それだからなのだろうか、今朝のいかにもあてつけっぽい日能研の広告は。
四谷大塚も昔はここまであざとくはなかった気がするけど。

首都圏の中学受験は、どんどん進む少子化と不況の中、大雑把に言って大手3社が小学生の取り合いをしているようだ。
日能研四谷大塚SAPIX, 今ならこれに早稲田アカデミーが加わるのだろうか。

息子は2002年2月に中学受験をした。
当時の塾の景色は、

日能研 設立は1973年だが創業?は1953年の大手塾。イケイケ。テストの順位で教室の席順が決まっていた、勿論、一番の子が一番前。ビリの子は一番後ろの席。これって、「思いやり」とか「出来ない子を出来るようにする」公教育の立場とは真逆。説明会では、「公立中学校は英語が週に3時間しかない。どこの学校であっても私立に行った方がマシ。危機感を持つ親は皆そうしてる。その私立に行くためには日能研で勉強してください。」という煽りのスタンスで、先ず「何が何でも中学受験」を勧めるところから講師の話が始まっていたところが印象的だった。その当時から、「受験のデパート」とも言えるほど、通常の教室授業だけでなく、今の個別指導にあたるシステムとか、通信教育も手がけていた。受験対象の中学校も、有名校だけでなく、中位校、下位校(偏差値が)の受験も勧めていた。

SAPIX 1989年設立の塾。当時破竹の勢いで生徒、それも優秀な生徒を増やしていた。当時はまだ「開成、桜蔭ならSAPIX」という雰囲気は微々たるものだったが、その3年後3歳下の娘の受験の頃には、その評価「開成、桜蔭ならSAPIX」は定着していた。授業のスピードが早いこと、超難関校を受ける子しか相手にしていないこと、プリントの量が多いこと、は広く言われていることだが、説明会に言った私自身の感想は、塾長(代表?)を初め、先生方が皆文字通り、「慇懃」過ぎて「無礼」という感じ。

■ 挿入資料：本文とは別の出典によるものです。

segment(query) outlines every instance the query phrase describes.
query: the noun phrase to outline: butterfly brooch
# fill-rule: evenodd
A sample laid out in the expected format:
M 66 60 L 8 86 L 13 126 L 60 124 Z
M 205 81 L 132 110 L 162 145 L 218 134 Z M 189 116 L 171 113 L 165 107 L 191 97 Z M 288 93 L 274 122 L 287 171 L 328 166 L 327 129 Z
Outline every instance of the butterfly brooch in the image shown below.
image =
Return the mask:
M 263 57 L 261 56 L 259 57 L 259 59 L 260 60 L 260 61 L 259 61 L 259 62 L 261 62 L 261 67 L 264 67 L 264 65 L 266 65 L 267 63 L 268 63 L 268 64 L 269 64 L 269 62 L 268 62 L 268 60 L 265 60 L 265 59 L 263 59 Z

言い換えれば、説明会に来ている母親には是非子供を入塾させることを決断してほしいと思っているが、入塾してしまえば母親には塾のやり方には口出しして欲しくないオーラを私は感じた記憶がある。中学受験専門ではなく高校部があるのは、大手3塾の中ではここだけ。

四谷大塚 1954年設立。我が家はここの「日曜教室」こと日曜テストに通っていたのだが、このシステムこそが、今日の新聞で日能研が批判していた「予習」に拠っている。つまり、月曜日から土曜日まで、四谷大塚の、その名も「予習シリーズ」というテキストに沿って自分で予習し日曜日にその成果を見るテストを受ける、というシステム。大昔は自分で「予習」していたらしいが、今は四谷大塚そのもの、及び提携塾でも「予習シリーズ」に沿って授業をしているので、事実上は全くの「予習」ではなく、「本当の実力は予習で身につくの?」なんて新聞広告まで出している日能研と変わるところはないのである。ただきっと、何事にもこだわりを持つ世代の親(特に父親)ならば、ここの「予習シリーズ」は絶品!!しかし、ここに通っていたからこそ、今だから見えてくる問題点もある、勿論それは「予習で身につく/つかない」のレベルのことではないが。高校生の娘が、東進予備校に入るために手続きをした時に、四谷大塚が今やこの東進予備校に買収されていたことを知って驚いた。教育理念より何より、企業風土が全然違うと思うのだが、東進と四谷。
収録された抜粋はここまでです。